Full client example (TypeScript)

typescript
const BASE = 'https://my.siati.ai/api/v1';
const headers = {
  'Authorization': `Bearer ${jwt}`,
  'Content-Type':  'application/json',
  'Accept':        'application/json',
};

// 1) Create a session
const conv = await fetch(`${BASE}/chat/sessions`, {
  method: 'POST', headers,
  body: JSON.stringify({ model: 'apertus-70b-instruct' }),
}).then(r => r.json());

// 2) Send a message and consume the SSE stream
const resp = await fetch(`${BASE}/chat/sessions/${conv.id}/messages`, {
  method: 'POST',
  headers: { ...headers, 'Accept': 'text/event-stream' },
  body: JSON.stringify({
    content: 'Spiegami il teorema di Pitagora con un esempio.',
    model:   'apertus-70b-instruct',
    tier:    'fast',
  }),
});

const reader = resp.body!.getReader();
const decoder = new TextDecoder();
let buf = '';
let assistantText = '';

while (true) {
  const { done, value } = await reader.read();
  if (done) break;
  buf += decoder.decode(value, { stream: true });

  // SSE frames: 'data: {…}\n\n'
  let frameEnd;
  while ((frameEnd = buf.indexOf('\n\n')) !== -1) {
    const frame = buf.slice(0, frameEnd);
    buf = buf.slice(frameEnd + 2);
    if (!frame.startsWith('data: ')) continue;
    const ev = JSON.parse(frame.slice(6));

    if (ev.type === 'delta') {
      assistantText += ev.text;
      updateUI(assistantText);
    }
    if (ev.type === 'done') {
      saveMessage(conv.id, assistantText, ev);
      if (ev.title_job_queued) {
        // Poll once after ~2s to pick up the auto-title
        setTimeout(async () => {
          const fresh = await fetch(`${BASE}/chat/sessions/${conv.id}`, { headers }).then(r => r.json());
          updateTitle(fresh.title);
        }, 2000);
      }
    }
    if (ev.type === 'error') {
      showError(ev.message);
    }
  }
}

Errors

HTTP When
401 JWT missing/expired/invalid
404 Conversation not found or not owned by you
422 Validation failed (e.g. content empty or too long)
429 Rate limit hit for your plan/tier (see Rate limits)
503 No backend healthy for the requested (model, tier)

Errors during SSE streaming are emitted as data: {"type":"error", …} followed by data: {"type":"done", …, "outcome":"error"}. The HTTP status is still 200 (the response started successfully).

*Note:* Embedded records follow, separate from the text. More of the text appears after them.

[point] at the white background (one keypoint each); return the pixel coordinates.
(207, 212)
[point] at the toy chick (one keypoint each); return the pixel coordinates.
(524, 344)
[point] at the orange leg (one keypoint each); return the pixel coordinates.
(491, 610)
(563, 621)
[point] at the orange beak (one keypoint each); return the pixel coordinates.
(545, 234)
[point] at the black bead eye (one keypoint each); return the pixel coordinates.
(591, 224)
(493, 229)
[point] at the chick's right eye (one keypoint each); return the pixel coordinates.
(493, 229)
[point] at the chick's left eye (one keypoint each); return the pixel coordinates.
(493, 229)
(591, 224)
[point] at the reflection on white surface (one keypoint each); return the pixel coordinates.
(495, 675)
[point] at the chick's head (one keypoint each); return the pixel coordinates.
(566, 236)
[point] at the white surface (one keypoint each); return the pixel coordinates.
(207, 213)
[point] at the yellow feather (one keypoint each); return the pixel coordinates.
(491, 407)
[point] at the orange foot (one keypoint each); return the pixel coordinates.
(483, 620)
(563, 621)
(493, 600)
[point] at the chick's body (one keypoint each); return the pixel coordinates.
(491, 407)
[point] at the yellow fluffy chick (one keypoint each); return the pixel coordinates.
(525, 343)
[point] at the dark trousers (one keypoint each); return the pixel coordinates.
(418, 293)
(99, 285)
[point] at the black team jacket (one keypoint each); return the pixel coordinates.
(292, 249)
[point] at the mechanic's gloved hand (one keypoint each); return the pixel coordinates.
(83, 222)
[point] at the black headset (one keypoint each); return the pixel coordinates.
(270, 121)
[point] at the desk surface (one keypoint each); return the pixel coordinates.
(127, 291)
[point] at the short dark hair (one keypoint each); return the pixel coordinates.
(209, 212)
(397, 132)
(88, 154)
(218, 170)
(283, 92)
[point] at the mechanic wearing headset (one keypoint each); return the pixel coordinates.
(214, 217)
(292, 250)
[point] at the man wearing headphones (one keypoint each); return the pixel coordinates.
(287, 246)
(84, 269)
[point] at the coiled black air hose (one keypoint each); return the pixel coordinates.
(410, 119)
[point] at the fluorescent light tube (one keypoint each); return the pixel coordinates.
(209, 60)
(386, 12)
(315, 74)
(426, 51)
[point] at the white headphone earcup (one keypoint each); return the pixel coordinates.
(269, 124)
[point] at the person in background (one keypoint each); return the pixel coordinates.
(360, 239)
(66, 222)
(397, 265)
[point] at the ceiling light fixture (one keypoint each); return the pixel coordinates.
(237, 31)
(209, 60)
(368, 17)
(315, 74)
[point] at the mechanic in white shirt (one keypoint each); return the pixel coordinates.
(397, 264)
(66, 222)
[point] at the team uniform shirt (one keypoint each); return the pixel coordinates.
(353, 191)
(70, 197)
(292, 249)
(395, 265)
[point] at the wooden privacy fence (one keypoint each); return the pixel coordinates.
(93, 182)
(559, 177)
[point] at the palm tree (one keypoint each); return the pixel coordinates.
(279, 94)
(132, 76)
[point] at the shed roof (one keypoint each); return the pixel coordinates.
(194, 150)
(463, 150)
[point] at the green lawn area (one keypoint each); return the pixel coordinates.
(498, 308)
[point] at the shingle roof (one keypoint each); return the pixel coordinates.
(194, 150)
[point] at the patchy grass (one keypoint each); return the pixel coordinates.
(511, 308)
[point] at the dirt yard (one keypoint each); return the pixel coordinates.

Differences vs developer API

Developer API (api.siati.ai) Sessions API (my.siati.ai/api/v1)
Auth Bearer API key Bearer JWT
State Stateless Server-side conversations
Format OpenAI-compatible Custom, simplified
Streaming OpenAI SSE chunks {type:delta,text} / {type:done,…}
Auto-title No Yes, via background job
Stop-on-demand No (close connection) POST /stop/{id}
History management You manage Server manages
Use case Backend integration, OpenAI SDK migration Mobile apps, web chat UIs

For a chat app, use this sessions API. For backend code that already speaks OpenAI, use the developer API.